1. Introduction
  2. Related work
  3. Proposed Methods
    1. Pixel-level annotations
    2. Image-level annotations
    3. Bounding Box Annotations
    4. Mixed strong and weak annotations
  4. Experimental Evaluation
    1. Experimental Protocol
    2. Pixel-level annotations
    3. Image-level annotations
    4. Bounding box annotations
    5. Exploiting Annotations Across Datasets
    6. Qualitative Segmentation Results
  5. Conclusions

(ICCV 2015) Weakly- and Semi-Supervised Learning of a Deep Convolutional Network for Semantic Image Segmentation
Paper: http://www.cv-foundation.org/openaccess/content_iccv_2015/papers/Papandreou_Weakly-_and_Semi-Supervised_ICCV_2015_paper.pdf
Project Page: http://liangchiehchen.com/projects/DeepLab_Models.html
Code: https://bitbucket.org/deeplab/deeplab-public/

提出使用图像级别标签或bounding box来进行弱监督或半监督学习语义分割。

基础网络是Deeplab,对只有图像级别标签的,使用EM去弱监督指导分割(E步骤:对每个位置的预测结果,若有该图像级别标签,则加上预设定的潜在参数\(b_l\))。

Bbox-Rect: 使用bbox里的像素作为分割的正样本(重叠时选面积最小的bbox)。

Bbox-Seg:使用DenseCRF预处理bbox的前景和背景(中心区域a%的像素为前景),前景标上bbox的标签。

Bbox-EM-Fixed:使用EM去精细化估计的分割图。

We study the more challenging problem of learning DCNNs for semantic image segmentation from either (1) weakly annotated training data such as bounding boxes or image-level labels or (2) a combination of few strongly labeled and many weakly labeled images, sourced from one or multiple datasets.

We develop Expectation-Maximization (EM) methods for semantic image segmentation model training under these weakly supervised and semi-supervised settings.

Introduction

A key bottleneck in building this class of DCNN-based segmentation models is that they typically require pixel-level annotated images during training.

According to [24], collecting bounding boxes around each class instance in the image is about 15 times faster/cheaper than labeling images at the pixel level.

Most existing approaches for training semantic segmentation models from this kind of very weak labels use multiple instance learning (MIL) techniques.

We develop novel online Expectation-Maximization (EM) methods for training DCNN semantic segmentation models from weakly annotated data.

Contributions

  1. We present EM algorithms for training with image-level or bounding box annotation, applicable to both the weakly-supervised and semi-supervised settings.

  2. We show that our approach achieves excellent performance when combining a small number of pixel-level annotated images with a large number of image-level or bounding box annotated images, nearly matching the results achieved when all training images have pixel-level annotations.

  3. We show that combining weak or strong annotations across datasets yields further improvements.

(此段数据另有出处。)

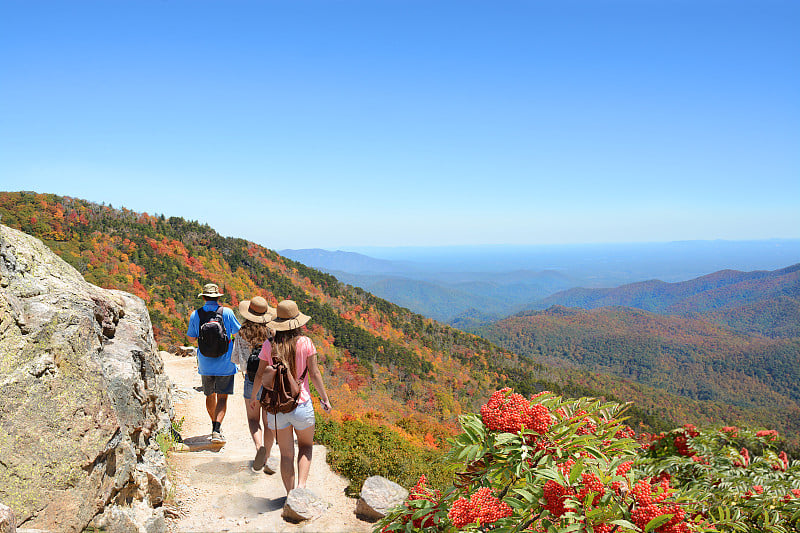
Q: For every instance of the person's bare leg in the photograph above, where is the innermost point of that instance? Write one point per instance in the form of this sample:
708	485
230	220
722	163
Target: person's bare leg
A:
254	423
286	445
211	406
305	448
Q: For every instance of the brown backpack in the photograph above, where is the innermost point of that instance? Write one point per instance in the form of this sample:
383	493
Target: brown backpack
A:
282	395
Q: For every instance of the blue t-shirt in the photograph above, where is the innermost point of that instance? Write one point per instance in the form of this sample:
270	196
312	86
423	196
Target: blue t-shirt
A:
215	366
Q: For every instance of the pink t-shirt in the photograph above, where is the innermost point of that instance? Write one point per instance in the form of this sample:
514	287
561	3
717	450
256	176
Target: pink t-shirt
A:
303	350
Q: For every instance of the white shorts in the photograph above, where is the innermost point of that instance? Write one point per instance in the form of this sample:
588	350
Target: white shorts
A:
301	418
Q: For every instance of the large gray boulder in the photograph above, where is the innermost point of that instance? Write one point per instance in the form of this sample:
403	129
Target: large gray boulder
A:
82	395
378	496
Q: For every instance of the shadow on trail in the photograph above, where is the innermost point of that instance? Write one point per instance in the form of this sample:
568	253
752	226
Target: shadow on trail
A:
266	505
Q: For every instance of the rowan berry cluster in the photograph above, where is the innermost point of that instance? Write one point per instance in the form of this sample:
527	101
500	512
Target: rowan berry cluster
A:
770	433
555	496
649	505
420	491
482	507
793	493
587	424
509	412
732	431
745	458
591	484
784	459
624	468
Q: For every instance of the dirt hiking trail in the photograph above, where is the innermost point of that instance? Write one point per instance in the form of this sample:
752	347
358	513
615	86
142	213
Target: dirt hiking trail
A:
216	488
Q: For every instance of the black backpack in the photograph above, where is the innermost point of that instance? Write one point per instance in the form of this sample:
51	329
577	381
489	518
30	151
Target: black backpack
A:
213	339
281	396
253	362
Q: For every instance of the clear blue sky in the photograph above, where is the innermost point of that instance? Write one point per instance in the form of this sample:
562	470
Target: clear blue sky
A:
352	123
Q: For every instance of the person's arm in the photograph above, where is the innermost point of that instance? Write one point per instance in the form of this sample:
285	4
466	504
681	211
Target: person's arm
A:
316	378
240	351
194	328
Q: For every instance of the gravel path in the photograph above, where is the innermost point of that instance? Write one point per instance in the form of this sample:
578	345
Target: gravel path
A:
215	488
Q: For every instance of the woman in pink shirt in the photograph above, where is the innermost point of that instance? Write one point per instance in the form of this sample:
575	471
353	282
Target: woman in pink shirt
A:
298	353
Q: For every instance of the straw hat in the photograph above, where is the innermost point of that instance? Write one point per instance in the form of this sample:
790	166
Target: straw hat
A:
289	317
256	310
211	290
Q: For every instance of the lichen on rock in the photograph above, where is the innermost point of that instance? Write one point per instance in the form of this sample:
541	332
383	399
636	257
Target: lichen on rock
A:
82	395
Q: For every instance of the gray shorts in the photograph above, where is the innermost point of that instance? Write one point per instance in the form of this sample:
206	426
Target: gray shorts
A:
301	418
217	385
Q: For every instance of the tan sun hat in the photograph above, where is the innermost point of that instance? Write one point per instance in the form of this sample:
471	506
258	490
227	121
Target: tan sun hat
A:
211	290
289	317
256	310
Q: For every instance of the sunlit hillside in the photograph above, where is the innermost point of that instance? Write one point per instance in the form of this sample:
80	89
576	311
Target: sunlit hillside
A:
382	363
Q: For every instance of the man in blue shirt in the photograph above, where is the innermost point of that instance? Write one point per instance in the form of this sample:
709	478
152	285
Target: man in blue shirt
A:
217	373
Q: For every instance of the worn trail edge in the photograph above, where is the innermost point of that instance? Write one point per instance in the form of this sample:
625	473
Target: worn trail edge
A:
216	489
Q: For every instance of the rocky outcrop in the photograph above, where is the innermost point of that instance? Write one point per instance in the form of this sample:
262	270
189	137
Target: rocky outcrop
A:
8	522
302	504
82	397
378	496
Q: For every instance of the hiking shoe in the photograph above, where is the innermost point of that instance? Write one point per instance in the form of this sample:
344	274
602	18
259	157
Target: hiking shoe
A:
261	458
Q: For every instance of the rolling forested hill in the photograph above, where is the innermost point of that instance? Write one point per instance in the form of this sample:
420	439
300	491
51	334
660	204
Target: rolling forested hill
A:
761	302
687	357
381	362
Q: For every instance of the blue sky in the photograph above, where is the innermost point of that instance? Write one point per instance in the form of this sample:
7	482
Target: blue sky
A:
386	123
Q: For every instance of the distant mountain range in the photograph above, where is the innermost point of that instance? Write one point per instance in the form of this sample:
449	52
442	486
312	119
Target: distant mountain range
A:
471	286
386	363
469	298
762	302
688	357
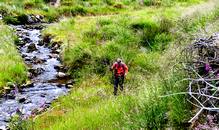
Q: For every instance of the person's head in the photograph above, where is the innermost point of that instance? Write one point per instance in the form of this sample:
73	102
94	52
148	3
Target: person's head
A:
119	61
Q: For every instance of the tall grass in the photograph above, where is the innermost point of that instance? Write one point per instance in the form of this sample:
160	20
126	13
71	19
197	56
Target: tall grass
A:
91	47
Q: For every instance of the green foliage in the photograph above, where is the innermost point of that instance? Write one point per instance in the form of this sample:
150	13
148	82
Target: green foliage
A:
12	68
73	11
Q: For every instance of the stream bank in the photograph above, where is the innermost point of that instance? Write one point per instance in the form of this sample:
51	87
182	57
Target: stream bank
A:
48	79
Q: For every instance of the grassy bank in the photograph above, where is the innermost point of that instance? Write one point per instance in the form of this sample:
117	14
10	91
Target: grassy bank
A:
150	46
13	10
12	68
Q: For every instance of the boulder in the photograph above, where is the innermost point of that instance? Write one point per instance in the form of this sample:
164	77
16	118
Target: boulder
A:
38	60
31	48
61	75
21	99
59	67
40	43
28	84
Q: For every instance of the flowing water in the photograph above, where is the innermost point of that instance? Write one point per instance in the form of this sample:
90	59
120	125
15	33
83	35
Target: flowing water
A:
45	87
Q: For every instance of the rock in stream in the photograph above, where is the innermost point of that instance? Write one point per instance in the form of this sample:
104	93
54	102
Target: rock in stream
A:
41	91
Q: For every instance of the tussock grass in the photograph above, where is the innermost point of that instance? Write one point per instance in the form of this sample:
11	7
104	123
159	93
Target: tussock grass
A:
12	68
91	44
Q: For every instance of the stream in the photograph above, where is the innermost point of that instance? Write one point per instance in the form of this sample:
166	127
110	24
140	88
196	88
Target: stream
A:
44	65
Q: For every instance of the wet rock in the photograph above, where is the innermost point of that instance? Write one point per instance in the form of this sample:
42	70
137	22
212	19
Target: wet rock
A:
56	51
7	89
26	40
3	128
27	58
47	39
69	86
70	82
11	85
21	99
37	71
59	67
23	55
31	48
53	56
60	85
38	60
21	43
40	43
28	85
61	75
29	75
42	95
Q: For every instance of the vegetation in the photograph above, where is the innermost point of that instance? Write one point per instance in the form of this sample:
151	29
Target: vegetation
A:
148	36
146	45
12	69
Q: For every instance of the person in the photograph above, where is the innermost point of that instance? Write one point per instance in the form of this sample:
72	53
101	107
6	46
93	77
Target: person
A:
120	71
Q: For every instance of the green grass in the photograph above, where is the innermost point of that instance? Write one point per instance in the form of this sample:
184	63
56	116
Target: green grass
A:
14	8
12	68
150	46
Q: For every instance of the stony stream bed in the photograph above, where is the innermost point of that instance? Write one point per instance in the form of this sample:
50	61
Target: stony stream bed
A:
47	78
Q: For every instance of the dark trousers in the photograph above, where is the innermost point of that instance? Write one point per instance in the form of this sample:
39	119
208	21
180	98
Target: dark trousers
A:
118	81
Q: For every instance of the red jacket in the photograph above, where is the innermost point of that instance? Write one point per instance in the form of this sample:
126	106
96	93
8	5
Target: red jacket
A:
120	69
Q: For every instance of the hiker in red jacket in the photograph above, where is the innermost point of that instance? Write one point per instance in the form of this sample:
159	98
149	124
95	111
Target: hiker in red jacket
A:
120	71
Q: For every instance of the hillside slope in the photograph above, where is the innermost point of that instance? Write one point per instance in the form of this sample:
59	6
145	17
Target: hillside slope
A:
150	42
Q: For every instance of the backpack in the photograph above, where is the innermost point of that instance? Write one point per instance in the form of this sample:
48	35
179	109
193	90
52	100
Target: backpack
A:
117	65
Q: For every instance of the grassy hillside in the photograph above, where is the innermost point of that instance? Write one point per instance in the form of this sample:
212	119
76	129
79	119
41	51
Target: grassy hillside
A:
150	41
12	69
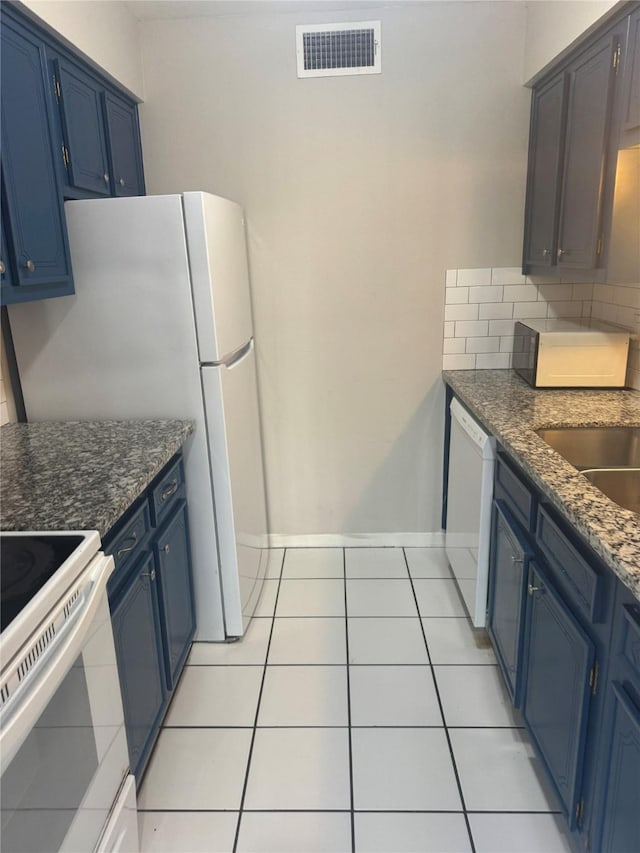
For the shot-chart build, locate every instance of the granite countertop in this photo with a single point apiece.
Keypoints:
(80, 475)
(511, 410)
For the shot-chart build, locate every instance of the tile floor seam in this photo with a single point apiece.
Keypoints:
(346, 635)
(439, 699)
(255, 722)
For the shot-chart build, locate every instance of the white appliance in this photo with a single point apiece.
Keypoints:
(63, 751)
(160, 326)
(469, 496)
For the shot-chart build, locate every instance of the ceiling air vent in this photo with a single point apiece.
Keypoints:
(329, 50)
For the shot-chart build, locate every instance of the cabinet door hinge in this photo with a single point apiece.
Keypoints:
(616, 58)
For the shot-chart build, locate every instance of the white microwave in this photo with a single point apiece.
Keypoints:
(570, 354)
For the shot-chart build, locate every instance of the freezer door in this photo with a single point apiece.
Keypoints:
(219, 274)
(233, 431)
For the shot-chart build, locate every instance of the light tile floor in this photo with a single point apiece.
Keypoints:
(361, 712)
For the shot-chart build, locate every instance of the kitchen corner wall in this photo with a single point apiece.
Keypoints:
(358, 191)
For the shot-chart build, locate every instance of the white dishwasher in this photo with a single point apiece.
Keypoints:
(469, 495)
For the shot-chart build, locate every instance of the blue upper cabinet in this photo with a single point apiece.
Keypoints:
(67, 132)
(124, 146)
(35, 231)
(85, 144)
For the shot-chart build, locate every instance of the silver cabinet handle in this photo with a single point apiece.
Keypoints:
(171, 489)
(133, 539)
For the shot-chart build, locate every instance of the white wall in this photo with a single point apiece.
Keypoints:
(359, 193)
(553, 24)
(106, 31)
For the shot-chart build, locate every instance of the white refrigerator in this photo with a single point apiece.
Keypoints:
(161, 326)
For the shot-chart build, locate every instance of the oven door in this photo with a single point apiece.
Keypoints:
(64, 751)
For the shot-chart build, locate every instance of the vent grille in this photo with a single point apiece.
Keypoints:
(328, 50)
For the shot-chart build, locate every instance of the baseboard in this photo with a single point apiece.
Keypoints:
(357, 540)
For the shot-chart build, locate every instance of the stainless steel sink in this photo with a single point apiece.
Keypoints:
(622, 485)
(595, 447)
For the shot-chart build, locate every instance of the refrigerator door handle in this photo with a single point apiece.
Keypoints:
(233, 358)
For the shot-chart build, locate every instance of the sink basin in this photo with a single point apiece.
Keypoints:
(595, 447)
(622, 485)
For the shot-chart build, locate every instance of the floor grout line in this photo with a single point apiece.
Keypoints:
(255, 724)
(444, 720)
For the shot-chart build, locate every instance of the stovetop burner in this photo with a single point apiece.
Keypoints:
(26, 564)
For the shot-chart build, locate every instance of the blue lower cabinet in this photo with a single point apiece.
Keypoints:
(621, 828)
(557, 689)
(135, 619)
(176, 593)
(509, 561)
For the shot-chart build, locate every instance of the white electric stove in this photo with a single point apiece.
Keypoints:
(63, 752)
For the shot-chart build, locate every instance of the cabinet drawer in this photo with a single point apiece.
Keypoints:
(164, 493)
(581, 581)
(510, 487)
(125, 545)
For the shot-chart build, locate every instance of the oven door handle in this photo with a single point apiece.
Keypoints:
(28, 702)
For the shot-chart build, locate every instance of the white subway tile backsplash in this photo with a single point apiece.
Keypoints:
(471, 329)
(457, 295)
(551, 292)
(507, 343)
(474, 278)
(520, 293)
(529, 310)
(485, 294)
(452, 346)
(501, 327)
(458, 362)
(493, 361)
(563, 310)
(482, 344)
(496, 311)
(460, 312)
(482, 306)
(507, 275)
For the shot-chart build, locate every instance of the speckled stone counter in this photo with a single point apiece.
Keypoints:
(80, 475)
(511, 411)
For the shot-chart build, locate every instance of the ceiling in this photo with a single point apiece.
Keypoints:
(151, 9)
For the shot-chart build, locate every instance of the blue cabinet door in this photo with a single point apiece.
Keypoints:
(136, 633)
(176, 593)
(621, 830)
(83, 128)
(35, 228)
(508, 571)
(557, 693)
(124, 146)
(6, 280)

In particular, we reach 73.9% IOU performance on PASCAL VOC 2012 by combining annotations from the PASCAL and MS-COCO datasets.

Proposed Methods

We build on the DeepLab model for semantic image segmentation proposed in [5].

We encode the set of image-level labels by \(z\), with \(z_l = 1\), if the \(l\)-th label is present anywhere in the image.

Pixel-level annotations

In the fully supervised case illustrated in Fig. 1, the objective function is

\[J(\theta) = \log P(y \mid x; \theta) = \sum_{m = 1}^M \log P(y_m \mid x; \theta)\]

Image-level annotations

When only image-level annotation is available, we can observe the image values \(x\) and the image-level labels \(z\), but the pixel-level segmentations \(y\) are latent variables. We have the following probabilistic graphical model:

\[P(x, y, z; \theta) = P(x) \left(\Pi_{m = 1}^M P(y_m \mid x; \theta) \right) P (z \mid y)\]

We pursue an EM-approach in order to learn the model parameters \(\theta\) from training data.

the expected complete-data log-likelihood given the previous parameter estimate \(\theta '\) is

\[Q(\theta; \theta ') = \sum_y P(y \mid x, z; \theta ') \log P(y \mid x; \theta) \approx \log P(\hat{y} \mid x; \theta)\]

where we adopt a hard-EM approximation, estimating in the E-step of the algorithm the latent segmentation by

\[\begin{align*} \hat{y} & = \operatorname*{argmax}_y P(y \mid x; \theta ') P(z \mid y) \\ & = \operatorname*{argmax}_y \log P(y \mid x; \theta ') + \log P(z \mid y) \\ & = \operatorname*{argmax}_y \left(\sum_{m = 1}^M f_m(y_m \mid x; \theta ') + \log P(z \mid y) \right) \\ \end{align*}\]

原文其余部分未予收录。